The treatments for knee pain may vary depending on the conditions that cause your pain. Some of the common treatment methods for knee pain include medication, injections, physical therapy, and surgery. Medications might be prescribed for pain relief or to treat an underlying health condition. It is important to seek medical advice from your doctor before taking over-the-counter pain medications. You may also be taken through physical therapy sessions to stabilize and strengthen the muscles around the knee.

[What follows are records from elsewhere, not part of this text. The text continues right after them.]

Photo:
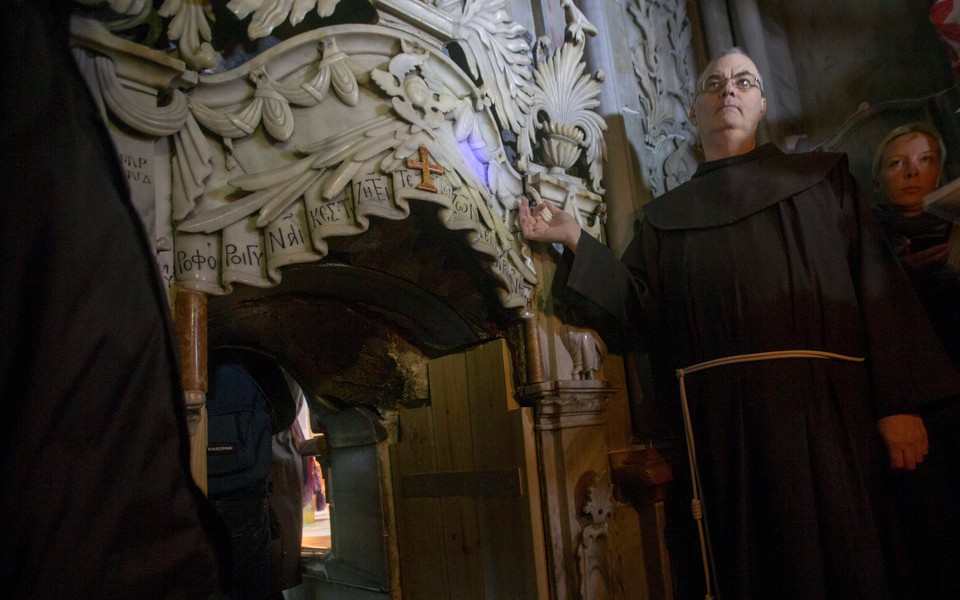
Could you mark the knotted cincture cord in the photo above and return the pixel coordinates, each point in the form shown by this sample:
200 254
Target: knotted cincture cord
706 551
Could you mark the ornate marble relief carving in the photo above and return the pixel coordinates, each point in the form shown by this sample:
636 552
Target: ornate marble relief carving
561 124
322 131
586 349
663 65
593 553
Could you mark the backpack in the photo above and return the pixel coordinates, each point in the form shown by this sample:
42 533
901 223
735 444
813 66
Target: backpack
248 400
239 427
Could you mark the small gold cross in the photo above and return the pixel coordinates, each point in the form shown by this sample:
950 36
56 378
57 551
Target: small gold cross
425 169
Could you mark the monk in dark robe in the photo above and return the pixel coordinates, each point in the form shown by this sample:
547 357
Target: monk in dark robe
758 254
96 496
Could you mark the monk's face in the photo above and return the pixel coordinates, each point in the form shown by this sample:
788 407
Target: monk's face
909 170
732 110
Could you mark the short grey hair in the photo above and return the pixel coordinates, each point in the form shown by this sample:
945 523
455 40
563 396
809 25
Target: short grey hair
916 127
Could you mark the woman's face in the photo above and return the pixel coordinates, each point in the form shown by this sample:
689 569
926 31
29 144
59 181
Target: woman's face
909 170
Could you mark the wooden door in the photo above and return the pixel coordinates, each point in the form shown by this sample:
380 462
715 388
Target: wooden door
467 502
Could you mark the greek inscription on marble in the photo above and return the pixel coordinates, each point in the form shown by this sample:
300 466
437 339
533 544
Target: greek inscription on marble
137 169
337 210
510 273
444 187
166 275
247 255
466 208
188 261
371 189
488 236
285 235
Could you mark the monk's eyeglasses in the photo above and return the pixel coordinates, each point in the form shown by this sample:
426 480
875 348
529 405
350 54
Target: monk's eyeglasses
742 81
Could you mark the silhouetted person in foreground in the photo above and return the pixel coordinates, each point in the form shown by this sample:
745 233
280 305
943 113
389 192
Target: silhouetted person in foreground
96 499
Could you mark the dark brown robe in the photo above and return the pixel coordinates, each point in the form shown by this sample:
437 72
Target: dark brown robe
765 252
96 497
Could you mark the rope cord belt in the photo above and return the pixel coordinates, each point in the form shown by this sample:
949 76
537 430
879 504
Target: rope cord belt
706 550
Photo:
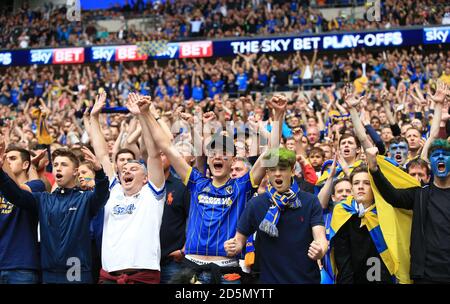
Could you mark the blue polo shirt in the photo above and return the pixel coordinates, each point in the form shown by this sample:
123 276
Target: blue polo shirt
284 259
18 234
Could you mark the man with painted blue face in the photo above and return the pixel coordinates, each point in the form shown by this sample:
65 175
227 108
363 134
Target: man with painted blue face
430 234
430 231
398 151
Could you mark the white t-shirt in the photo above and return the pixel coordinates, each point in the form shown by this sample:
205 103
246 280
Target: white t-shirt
131 229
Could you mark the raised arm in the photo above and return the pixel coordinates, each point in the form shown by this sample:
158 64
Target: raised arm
438 98
352 102
98 198
154 163
97 140
278 104
326 191
163 142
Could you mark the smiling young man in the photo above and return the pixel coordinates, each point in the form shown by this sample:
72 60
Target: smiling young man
131 250
285 257
19 249
64 217
217 202
355 238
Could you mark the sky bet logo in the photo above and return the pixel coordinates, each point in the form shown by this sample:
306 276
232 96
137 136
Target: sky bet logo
57 56
5 58
436 35
41 56
103 53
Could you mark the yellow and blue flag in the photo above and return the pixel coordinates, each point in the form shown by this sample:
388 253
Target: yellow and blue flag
389 227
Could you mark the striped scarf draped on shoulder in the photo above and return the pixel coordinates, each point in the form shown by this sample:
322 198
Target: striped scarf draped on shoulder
280 201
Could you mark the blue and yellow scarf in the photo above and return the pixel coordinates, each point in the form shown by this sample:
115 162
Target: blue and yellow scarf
280 201
342 213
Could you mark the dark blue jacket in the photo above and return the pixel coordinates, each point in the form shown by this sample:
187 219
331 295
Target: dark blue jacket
64 217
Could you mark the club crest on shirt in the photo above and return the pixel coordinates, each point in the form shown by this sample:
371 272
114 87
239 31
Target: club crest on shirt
169 198
123 209
229 189
5 206
211 200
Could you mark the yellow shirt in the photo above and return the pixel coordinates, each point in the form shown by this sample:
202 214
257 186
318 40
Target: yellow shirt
445 78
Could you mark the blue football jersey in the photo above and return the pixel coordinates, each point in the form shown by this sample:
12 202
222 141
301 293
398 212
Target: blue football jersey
214 212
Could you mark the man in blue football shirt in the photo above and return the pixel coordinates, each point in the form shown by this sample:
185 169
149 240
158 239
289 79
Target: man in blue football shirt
291 232
19 252
216 202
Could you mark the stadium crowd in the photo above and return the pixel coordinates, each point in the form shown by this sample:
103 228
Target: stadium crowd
48 26
198 171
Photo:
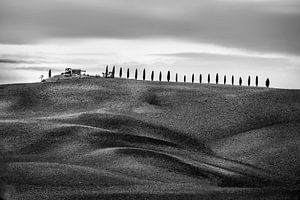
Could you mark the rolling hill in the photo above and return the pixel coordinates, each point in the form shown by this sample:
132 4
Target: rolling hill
118 138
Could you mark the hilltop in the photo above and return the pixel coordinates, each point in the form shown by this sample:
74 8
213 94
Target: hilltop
127 137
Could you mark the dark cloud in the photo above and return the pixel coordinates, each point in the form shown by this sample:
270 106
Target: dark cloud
270 26
15 61
36 68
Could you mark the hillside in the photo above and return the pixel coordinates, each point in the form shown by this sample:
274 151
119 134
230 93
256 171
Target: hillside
91 138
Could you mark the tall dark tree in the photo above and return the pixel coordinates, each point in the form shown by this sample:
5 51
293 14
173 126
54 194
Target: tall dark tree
160 76
113 72
135 76
152 75
144 74
256 81
106 71
249 80
267 82
120 73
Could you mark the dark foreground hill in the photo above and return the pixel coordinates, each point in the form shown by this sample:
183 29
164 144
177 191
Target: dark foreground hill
125 139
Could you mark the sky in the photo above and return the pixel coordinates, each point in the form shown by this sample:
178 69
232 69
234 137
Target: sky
228 37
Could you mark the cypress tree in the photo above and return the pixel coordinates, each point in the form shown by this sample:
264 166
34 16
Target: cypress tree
113 72
160 76
120 74
249 80
152 75
144 74
267 82
106 71
256 81
135 76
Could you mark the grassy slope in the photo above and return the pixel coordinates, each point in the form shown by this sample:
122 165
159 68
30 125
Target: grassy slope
186 127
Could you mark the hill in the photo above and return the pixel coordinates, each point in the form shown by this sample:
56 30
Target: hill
92 138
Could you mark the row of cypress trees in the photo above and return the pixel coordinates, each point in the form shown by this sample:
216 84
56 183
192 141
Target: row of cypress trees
184 78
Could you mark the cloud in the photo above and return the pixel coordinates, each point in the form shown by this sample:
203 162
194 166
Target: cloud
258 26
15 61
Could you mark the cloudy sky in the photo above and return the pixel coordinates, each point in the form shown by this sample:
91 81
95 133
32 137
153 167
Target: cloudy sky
229 37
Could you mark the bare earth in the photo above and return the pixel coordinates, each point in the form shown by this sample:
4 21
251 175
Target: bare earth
125 139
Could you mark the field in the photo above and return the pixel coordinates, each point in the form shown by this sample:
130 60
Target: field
127 139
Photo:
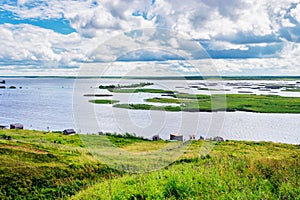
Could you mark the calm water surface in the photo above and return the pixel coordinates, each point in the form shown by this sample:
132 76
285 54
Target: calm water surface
57 103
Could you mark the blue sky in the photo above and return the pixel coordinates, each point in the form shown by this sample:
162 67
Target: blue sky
238 37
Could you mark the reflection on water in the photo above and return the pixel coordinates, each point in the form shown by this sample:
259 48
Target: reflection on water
59 103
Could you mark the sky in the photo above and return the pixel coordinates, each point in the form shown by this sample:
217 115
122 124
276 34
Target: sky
149 37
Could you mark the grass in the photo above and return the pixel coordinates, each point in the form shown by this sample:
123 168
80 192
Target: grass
136 90
148 107
44 165
232 170
232 102
134 85
103 101
292 90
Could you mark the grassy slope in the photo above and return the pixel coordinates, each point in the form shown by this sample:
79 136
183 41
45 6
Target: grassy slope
232 170
39 165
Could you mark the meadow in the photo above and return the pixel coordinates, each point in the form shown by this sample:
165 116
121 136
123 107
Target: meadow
45 165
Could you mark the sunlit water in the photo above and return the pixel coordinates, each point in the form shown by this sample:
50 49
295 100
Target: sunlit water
57 104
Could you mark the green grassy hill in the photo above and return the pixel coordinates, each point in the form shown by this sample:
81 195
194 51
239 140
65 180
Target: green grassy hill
42 165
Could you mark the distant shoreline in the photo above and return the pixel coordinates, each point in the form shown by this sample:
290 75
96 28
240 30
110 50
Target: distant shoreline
169 77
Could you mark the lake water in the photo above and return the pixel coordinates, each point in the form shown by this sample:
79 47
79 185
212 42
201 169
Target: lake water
58 103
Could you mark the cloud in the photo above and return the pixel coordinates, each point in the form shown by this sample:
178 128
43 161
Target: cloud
235 29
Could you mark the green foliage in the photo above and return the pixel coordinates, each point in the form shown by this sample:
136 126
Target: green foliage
231 102
134 85
122 140
232 170
34 166
136 90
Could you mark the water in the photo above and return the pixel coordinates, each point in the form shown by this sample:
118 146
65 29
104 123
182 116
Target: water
57 104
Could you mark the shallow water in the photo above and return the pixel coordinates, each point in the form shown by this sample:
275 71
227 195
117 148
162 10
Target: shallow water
56 104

There are situations where medications may be injected directly to the affected knee to help reduce inflammation. These injections not only help in pain but also ensure the best mechanical movements of the knee. Surgery is often recommended as the last treatment option and may range from arthroscopic surgeries to total replacement of the knee.

Home Remedies

It is important to take a break from the daily activities that actively engage the knee joint as it helps in quick recovery of the surrounding muscles and tissues. You can also apply ice to help ease pain and inflammation. A compression bandage can be useful as it helps in knee alignment and prevents swelling. However, it should not be removed at night and should not be tight when being used during the day.

When to See a Doctor

You should report immediately to an urgent care center if you have had a traumatic injury and you cannot walk on your knee. This helps to determine significant tendon and ligamentous injury or the possibility of a fracture. You can also seek medical help if you are suffering from overweight problems, or if your knee pain extends more than a couple of weeks.

It is not always easy to prevent knee pain especially when you actively engage in sports or perform activities that exert a lot of pressure on the knee. Apart from medications, it is important to incorporate physical therapy sessions in your daily routine to help with the quick recovery of your knee.